С подачи Тынянова о Державине сложилось представление как о поэте, сводимом исключительно к преемственности, традиции. Это не совсем верный подход к истории.
В любой ситуации можно видеть доминирование некой тенденции, и то формулировать ее чрезвычайно осторожно; в данном случае лучше говорить о балансе противоборствующих начал, чтобы не нарушить реальное соотношение сил.
С не меньшим основанием акцент можно перенести на противоположную тенденцию, усугубив новаторскую доминанту. Результат определяется мировоззренческим подходом, установкой, приемом, восприятием интерпретатора.

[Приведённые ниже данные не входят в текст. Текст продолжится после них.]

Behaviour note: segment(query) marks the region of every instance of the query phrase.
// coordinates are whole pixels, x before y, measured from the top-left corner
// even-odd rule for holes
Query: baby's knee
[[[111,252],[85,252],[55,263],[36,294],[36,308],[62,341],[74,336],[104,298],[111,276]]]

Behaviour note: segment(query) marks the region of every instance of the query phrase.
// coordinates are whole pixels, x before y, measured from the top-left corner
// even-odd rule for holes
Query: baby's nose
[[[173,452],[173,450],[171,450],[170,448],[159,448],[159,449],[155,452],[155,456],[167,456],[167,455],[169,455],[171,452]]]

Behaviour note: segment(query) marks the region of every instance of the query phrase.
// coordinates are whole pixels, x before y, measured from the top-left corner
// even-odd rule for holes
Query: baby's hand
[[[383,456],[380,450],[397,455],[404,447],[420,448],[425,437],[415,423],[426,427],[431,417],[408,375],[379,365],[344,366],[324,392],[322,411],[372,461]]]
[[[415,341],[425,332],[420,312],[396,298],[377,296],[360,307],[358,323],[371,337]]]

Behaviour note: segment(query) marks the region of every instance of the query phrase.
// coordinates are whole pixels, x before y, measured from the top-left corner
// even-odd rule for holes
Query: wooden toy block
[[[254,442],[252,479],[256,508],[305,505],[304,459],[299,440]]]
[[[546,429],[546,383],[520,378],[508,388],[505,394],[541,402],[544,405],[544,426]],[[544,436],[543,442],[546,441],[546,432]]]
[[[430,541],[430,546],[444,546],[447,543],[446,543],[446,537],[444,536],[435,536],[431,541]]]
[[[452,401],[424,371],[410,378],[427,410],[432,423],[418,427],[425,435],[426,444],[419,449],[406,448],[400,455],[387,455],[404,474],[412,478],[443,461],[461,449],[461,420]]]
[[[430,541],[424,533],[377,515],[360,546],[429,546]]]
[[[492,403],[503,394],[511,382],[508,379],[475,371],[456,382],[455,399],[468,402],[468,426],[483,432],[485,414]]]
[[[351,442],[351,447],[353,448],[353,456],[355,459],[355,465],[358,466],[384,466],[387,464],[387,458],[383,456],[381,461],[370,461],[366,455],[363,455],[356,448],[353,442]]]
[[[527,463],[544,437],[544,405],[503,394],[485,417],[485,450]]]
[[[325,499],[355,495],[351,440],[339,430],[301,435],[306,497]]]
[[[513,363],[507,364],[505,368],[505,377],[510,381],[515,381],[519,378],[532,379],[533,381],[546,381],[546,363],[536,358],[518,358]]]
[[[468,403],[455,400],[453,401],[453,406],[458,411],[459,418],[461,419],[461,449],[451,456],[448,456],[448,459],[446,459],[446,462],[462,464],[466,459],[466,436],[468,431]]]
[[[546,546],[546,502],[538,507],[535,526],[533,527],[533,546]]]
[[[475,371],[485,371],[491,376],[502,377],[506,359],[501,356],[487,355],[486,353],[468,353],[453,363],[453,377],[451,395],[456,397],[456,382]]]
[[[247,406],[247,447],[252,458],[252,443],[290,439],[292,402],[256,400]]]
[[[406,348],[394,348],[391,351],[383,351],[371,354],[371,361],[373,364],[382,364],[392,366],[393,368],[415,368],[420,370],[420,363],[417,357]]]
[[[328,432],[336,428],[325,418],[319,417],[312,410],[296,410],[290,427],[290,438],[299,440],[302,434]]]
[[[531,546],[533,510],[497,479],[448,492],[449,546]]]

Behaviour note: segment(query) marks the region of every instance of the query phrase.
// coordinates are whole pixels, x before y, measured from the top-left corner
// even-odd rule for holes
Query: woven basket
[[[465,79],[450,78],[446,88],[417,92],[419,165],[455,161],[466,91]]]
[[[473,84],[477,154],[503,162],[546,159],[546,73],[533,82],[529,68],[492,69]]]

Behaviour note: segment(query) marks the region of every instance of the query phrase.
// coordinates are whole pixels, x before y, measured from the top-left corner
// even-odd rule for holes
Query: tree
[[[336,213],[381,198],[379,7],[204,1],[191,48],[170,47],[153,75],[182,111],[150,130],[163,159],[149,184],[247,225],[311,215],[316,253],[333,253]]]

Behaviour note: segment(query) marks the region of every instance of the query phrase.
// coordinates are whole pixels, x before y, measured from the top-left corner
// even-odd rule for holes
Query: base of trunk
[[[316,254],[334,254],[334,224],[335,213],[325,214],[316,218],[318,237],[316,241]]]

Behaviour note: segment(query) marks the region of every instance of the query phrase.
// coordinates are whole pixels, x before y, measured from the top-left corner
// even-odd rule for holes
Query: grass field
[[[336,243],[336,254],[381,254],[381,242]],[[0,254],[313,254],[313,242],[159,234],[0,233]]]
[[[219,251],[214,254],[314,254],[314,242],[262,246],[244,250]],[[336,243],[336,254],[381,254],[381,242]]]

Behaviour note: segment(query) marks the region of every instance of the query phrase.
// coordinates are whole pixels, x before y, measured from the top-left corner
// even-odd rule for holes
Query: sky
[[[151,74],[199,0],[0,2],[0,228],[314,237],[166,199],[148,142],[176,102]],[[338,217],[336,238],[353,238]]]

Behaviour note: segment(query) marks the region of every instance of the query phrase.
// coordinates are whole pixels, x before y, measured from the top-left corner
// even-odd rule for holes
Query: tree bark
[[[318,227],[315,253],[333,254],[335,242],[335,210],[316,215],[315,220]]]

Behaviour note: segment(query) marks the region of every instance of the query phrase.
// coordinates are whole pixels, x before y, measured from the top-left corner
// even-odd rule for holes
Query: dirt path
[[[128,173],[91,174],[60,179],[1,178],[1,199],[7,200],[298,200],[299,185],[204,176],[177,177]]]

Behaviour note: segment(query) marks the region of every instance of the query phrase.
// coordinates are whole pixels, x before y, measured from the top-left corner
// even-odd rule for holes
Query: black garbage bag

Возникает впечатление, что Тынянов видел процесс лишь в проекции «архаика-новация», естественно, отдавая предпочтение последней. Очевидно, на него оказала влияние не только революционная эпоха, но и слова Пушкина: «Старик Державин нас заметил, и в гроб сходя, благословил». Формалисту поэт видится едва ли не гробовых дел мастером. Он стал восприниматься в заданной парадигме так, будто родился стариком, и лишь для того, чтобы «в гроб сходя, благословить» новый век и восходящее «солнце русской поэзии».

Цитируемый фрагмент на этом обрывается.